Jones has been betting on the Aussie since it was last trading at 0.6857 in early July. The Aussie has risen 3.5% this month and by 9% in the last three months.
Above: AUD/USD rate shown at daily intervals with gold price per ounce (orange line).
However, Australia's Dollar is up 30% from its lows in March 2020 following moves that some say indicate a loss of confidence in fiat currencies backed only by the confidence that investors and financial markets have in the central banks which underwrite them.
"We view the developments as reflecting a further loss of confidence in fiat currencies driven by the COVID-19 shock.
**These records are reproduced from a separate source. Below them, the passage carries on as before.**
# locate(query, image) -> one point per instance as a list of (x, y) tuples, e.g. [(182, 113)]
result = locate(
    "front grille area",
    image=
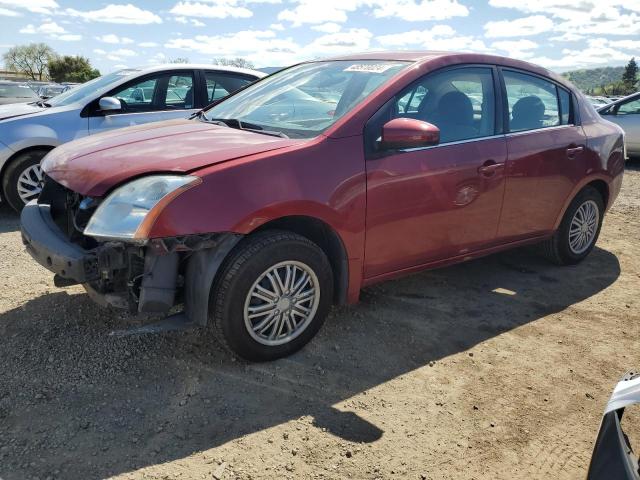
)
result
[(70, 211)]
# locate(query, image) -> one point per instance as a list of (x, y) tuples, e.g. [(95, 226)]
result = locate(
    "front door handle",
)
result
[(489, 168), (573, 151)]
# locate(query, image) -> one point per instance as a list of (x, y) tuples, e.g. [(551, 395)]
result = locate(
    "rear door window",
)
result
[(220, 84), (630, 108), (163, 91), (533, 102)]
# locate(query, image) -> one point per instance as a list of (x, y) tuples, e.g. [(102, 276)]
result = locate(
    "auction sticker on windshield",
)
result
[(371, 67)]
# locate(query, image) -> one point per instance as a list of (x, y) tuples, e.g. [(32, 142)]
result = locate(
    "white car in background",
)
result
[(127, 97), (626, 113)]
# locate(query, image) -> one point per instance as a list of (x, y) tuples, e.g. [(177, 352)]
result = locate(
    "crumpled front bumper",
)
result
[(150, 278), (50, 248)]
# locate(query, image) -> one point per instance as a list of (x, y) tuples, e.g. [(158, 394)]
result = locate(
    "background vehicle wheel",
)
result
[(579, 229), (22, 180), (272, 295)]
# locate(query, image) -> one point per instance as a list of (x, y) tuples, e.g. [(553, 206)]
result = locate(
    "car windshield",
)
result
[(305, 100), (16, 91), (89, 88)]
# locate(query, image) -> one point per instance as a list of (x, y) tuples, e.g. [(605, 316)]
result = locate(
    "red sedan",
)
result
[(297, 191)]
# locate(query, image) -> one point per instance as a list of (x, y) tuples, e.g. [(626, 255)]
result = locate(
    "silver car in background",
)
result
[(120, 99), (14, 92), (626, 113)]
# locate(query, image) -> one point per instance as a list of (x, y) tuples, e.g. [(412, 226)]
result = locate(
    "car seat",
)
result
[(454, 117), (527, 114)]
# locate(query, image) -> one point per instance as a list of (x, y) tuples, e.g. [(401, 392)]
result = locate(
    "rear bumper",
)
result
[(48, 246)]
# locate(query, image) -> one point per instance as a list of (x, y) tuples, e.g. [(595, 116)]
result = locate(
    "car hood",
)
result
[(17, 110), (93, 165), (14, 100)]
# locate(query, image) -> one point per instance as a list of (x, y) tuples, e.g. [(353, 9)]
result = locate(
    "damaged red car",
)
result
[(302, 188)]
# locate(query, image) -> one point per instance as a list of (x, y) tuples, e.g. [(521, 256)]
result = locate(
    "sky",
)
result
[(558, 34)]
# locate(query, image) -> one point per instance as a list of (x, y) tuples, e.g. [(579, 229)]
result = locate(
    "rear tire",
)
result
[(579, 230), (22, 179), (272, 296)]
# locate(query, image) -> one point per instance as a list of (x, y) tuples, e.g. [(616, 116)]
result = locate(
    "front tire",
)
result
[(579, 229), (272, 295), (22, 181)]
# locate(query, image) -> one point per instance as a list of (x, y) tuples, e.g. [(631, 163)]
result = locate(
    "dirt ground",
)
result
[(497, 368)]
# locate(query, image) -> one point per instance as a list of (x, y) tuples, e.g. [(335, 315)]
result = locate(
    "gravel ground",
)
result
[(497, 368)]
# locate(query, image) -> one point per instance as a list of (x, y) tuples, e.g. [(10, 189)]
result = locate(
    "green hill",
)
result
[(592, 78)]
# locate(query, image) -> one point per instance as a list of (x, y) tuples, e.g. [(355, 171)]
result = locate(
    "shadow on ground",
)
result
[(76, 403), (9, 220)]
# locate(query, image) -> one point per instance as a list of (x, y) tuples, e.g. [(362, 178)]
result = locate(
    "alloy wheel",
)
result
[(30, 183), (281, 303), (584, 226)]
The expansion of both monetary and fiscal policies in response to COVID-19 has been unprecedented," says Lee Hardman, a currency analyst at MUFG. "The US budget deficit is expected to blow out towards 15-20% of GDP, and the overall euro-zone and Japanese budget deficits to between 10-15% of GDP. In these circumstances, we continue to see scope for further upside for precious metals. The gold price rally following the Global Financial Crisis lasted for almost two and half years."
Hardman says the Australian Dollar and Swiss Franc are best placed to benefit from a loss of confidence in modern money and the resulting higher gold prices but that Switzerland's has the edge because of its safe-haven qualitities. However, the bank has warned of a possible reversal of recent U.S. Dollar selling and a rebound in the American currency that could at least temporarily call time on the Australian Dollar rally.
"The US Dollar was viewed as a safe haven at the start of the pandemic due to its liquidity appeal, but since the unprecedented monetary and fiscal support by central banks globally, financial markets have stabilised. In a world of abundant liquidity, it seems the dollar has lost its safe haven status so amid escalating geopolitical tensions and rising coronavirus cases, the dollar has weakened. The US Dollar index has fallen to 22-month lows, weighed down heavily by the 4-cent rise in EUR/USD in two weeks," says George Vessey, a strategist at Western Union Business Solutions.
Above: AUD/USD rate shown at daily intervals with silver price per ounce (orange line).